We especially enjoyed meeting a real live cowboy who regaled us with stories. This cowboy has never left the country and thinks he might wither in an island sun, but he certainly enjoys his own Better Life and embraces a similar philosophy. Becoming fast friends, we enjoyed his company on several evenings and left amid promises to keep in touch and visit again.
Our last day welcomed us into sunny arms yet again. After a leisurely morning, we met dear friends for lunch at the National Museum of Wildlife Art. Beau has known this lovely couple from their years of frequenting our island world, so it was a special treat to see them in their mountain world!
We enjoyed our first taste of bison burgers – tastier and leaner than ground beef – as we sat outside in the sun, enjoying the view across to the Elk Refuge and the company of good friends.
Would you believe that I had to leave the islands to suffer a little sunburn?! I underestimated the proximity and strength of the sun in the high altitude.
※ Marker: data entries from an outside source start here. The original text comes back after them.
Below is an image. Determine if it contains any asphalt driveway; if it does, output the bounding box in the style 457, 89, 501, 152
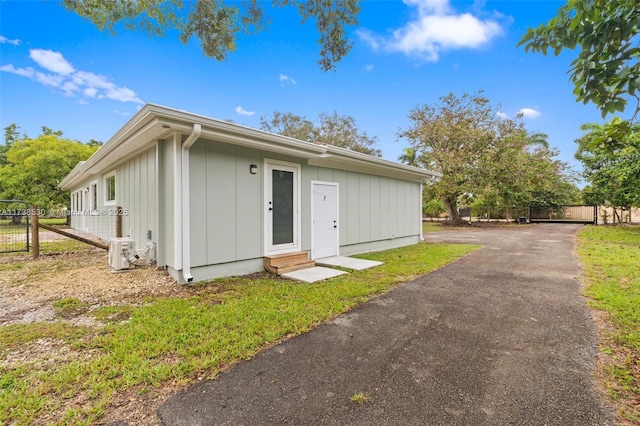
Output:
158, 224, 615, 426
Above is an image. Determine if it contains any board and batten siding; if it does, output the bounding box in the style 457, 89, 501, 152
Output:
189, 139, 421, 268
302, 166, 421, 254
189, 140, 263, 267
116, 147, 158, 250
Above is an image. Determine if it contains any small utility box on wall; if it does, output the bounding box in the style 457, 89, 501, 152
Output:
109, 237, 136, 272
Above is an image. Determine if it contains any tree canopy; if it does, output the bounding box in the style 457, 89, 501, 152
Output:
64, 0, 360, 71
398, 93, 577, 222
576, 119, 640, 215
518, 0, 640, 117
260, 111, 382, 157
0, 126, 98, 208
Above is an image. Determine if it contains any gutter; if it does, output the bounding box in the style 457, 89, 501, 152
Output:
176, 123, 202, 283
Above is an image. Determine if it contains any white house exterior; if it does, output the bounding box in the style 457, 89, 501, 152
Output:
60, 104, 439, 283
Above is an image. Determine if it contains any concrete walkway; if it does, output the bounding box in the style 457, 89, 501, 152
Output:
158, 224, 615, 426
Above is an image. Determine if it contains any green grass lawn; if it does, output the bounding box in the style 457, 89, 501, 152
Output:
578, 226, 640, 424
0, 244, 476, 425
422, 222, 442, 233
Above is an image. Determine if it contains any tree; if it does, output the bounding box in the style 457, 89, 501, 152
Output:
64, 0, 360, 71
398, 94, 572, 222
576, 119, 640, 220
518, 0, 640, 117
398, 93, 510, 223
260, 111, 315, 141
260, 111, 382, 157
398, 147, 418, 166
0, 123, 20, 167
0, 131, 97, 208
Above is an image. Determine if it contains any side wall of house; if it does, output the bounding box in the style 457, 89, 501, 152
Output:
71, 147, 158, 250
190, 140, 421, 280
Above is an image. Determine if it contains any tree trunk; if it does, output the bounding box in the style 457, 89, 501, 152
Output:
613, 207, 622, 225
440, 197, 462, 223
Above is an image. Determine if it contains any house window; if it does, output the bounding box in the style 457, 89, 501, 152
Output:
89, 181, 98, 211
104, 171, 116, 205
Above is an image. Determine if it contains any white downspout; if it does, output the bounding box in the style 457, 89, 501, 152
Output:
181, 123, 202, 283
418, 182, 424, 241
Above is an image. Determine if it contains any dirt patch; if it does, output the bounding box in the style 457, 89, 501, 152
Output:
0, 249, 186, 325
0, 249, 193, 425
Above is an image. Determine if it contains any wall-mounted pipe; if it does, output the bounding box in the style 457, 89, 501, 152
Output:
181, 123, 202, 283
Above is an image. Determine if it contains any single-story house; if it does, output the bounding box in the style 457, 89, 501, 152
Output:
60, 104, 440, 283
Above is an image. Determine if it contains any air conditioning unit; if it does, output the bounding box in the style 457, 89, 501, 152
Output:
109, 237, 136, 271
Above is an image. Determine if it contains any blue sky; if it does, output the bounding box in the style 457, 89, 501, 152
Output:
0, 0, 602, 175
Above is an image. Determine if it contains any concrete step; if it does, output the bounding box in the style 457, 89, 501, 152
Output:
263, 251, 315, 275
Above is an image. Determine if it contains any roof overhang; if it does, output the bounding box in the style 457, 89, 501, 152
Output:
59, 104, 441, 189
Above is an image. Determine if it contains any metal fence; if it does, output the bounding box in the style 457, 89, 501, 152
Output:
529, 206, 598, 225
0, 200, 31, 253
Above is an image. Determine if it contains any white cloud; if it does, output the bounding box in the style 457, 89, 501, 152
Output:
0, 36, 22, 46
356, 0, 503, 62
236, 105, 255, 115
279, 74, 298, 86
0, 49, 144, 105
29, 49, 74, 75
356, 28, 385, 50
0, 64, 35, 78
518, 108, 542, 118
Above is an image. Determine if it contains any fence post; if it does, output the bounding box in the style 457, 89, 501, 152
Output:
116, 206, 122, 238
31, 206, 40, 259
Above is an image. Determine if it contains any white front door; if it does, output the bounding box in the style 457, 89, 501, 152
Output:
311, 182, 338, 259
265, 160, 300, 254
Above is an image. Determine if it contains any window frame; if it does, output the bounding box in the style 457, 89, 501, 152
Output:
89, 180, 98, 214
102, 170, 118, 206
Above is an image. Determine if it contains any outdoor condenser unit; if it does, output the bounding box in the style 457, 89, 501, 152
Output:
109, 237, 136, 271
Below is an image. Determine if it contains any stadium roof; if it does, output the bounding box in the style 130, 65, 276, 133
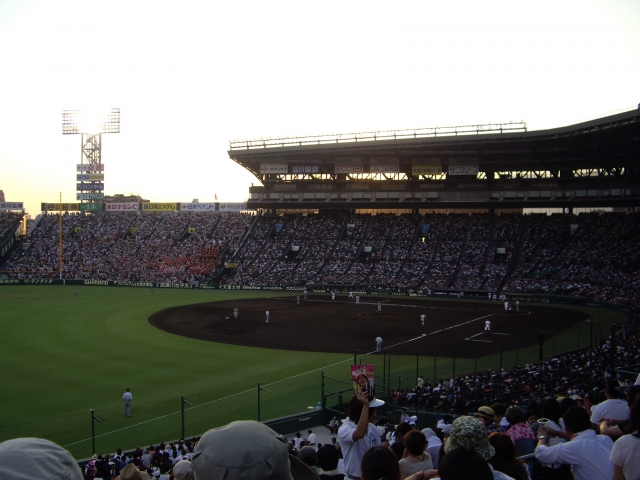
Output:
228, 109, 640, 208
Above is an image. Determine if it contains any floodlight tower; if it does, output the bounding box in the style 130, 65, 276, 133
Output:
62, 108, 120, 207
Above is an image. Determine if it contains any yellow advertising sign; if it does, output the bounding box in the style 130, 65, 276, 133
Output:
411, 158, 442, 175
40, 203, 80, 212
142, 203, 177, 212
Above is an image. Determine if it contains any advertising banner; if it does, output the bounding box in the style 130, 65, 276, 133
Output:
180, 203, 216, 212
76, 173, 104, 182
76, 183, 104, 192
369, 157, 400, 173
334, 161, 364, 174
0, 202, 24, 210
447, 157, 480, 175
104, 202, 139, 212
40, 203, 80, 212
76, 193, 104, 200
291, 165, 320, 174
220, 203, 247, 212
76, 163, 104, 173
142, 203, 177, 212
80, 203, 102, 212
448, 165, 480, 175
260, 163, 289, 174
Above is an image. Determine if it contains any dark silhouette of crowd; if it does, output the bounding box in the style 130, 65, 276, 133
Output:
0, 212, 640, 307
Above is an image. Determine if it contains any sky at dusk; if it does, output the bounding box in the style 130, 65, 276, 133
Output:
0, 0, 640, 217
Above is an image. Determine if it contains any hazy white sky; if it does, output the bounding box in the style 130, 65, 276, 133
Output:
0, 0, 640, 216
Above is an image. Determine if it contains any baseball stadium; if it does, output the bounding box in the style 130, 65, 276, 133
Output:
0, 102, 640, 476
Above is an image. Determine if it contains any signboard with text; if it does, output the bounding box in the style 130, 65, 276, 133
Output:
76, 183, 104, 192
40, 202, 80, 212
76, 173, 104, 182
0, 202, 24, 210
76, 193, 104, 200
142, 203, 177, 212
104, 202, 138, 212
76, 163, 104, 173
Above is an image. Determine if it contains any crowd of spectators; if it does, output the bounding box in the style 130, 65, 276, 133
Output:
5, 213, 252, 282
0, 211, 24, 240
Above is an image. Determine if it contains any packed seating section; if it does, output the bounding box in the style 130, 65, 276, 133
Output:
0, 213, 640, 307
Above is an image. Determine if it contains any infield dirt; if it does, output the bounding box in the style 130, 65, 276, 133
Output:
149, 295, 588, 357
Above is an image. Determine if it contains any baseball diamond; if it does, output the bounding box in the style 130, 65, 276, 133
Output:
149, 294, 588, 357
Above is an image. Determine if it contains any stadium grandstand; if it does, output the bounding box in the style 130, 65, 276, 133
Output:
0, 110, 640, 478
0, 109, 640, 308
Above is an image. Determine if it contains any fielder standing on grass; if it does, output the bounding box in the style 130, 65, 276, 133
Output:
122, 388, 133, 417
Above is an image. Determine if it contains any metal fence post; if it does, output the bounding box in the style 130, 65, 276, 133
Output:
609, 323, 618, 377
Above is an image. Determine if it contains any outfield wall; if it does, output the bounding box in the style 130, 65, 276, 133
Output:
0, 278, 635, 313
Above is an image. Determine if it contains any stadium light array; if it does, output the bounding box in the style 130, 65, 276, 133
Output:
62, 108, 120, 135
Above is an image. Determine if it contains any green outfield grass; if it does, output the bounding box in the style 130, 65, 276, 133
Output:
0, 286, 621, 458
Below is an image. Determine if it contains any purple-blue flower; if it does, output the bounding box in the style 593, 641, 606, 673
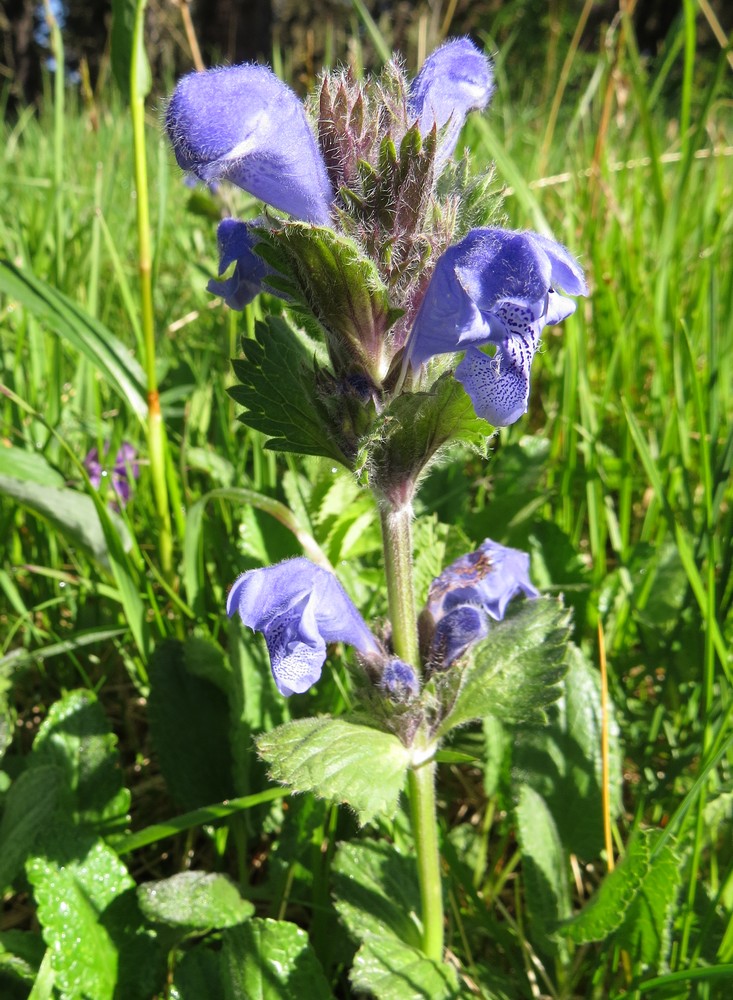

After lunch, we viewed the various galleries of the museum, oohing and ahhing at the splendor.
All too soon, it was time to return home. Being in altitudes of 6,000 (Jackson) to 8,000 (Yellowstone) feet, we occasionally had a headache (which Beau joked was due to beer!) and mild shortness of breath. Time to get back to sea level! Also time to get back to humidity – we went through about a gallon of body lotion in the dry mountain air.
We traveled back to Florida for an overnight before heading on to the island. The overnight stay with my father brought its own vacation enjoyment as Dad and Beau continued their decades-long challenges of pool and dominoes.
Dominoes, especially, is a favorite Bahamian pastime, and Dad always enjoyed the fast-paced game coupled with fast-paced banter and trash talk. Beau, on the other hand, enjoys teasing Dad for taking too long to play his turns. “Study long, study wrong!” Beau emerged the victor that night, duly noted by Dad on the ongoing score sheet that lives on his refrigerator. But Dad insists that I tell you all he gave Beau a good run for his money!
What a great trip! I thoroughly enjoyed my journey into the Wild, Wild West and understand how the Better Life can be enjoyed there. The pretty weather (which has just turned colder, so we had perfect timing!), amazing views, majestic mountains, impressive wildlife and crisp mountain air fed my soul in a different-but-still-good way.
Now, back on the island, I am – as always – happy to be home and appreciative of my Better Life here. Cheers to your Better Lives at home and in your travels!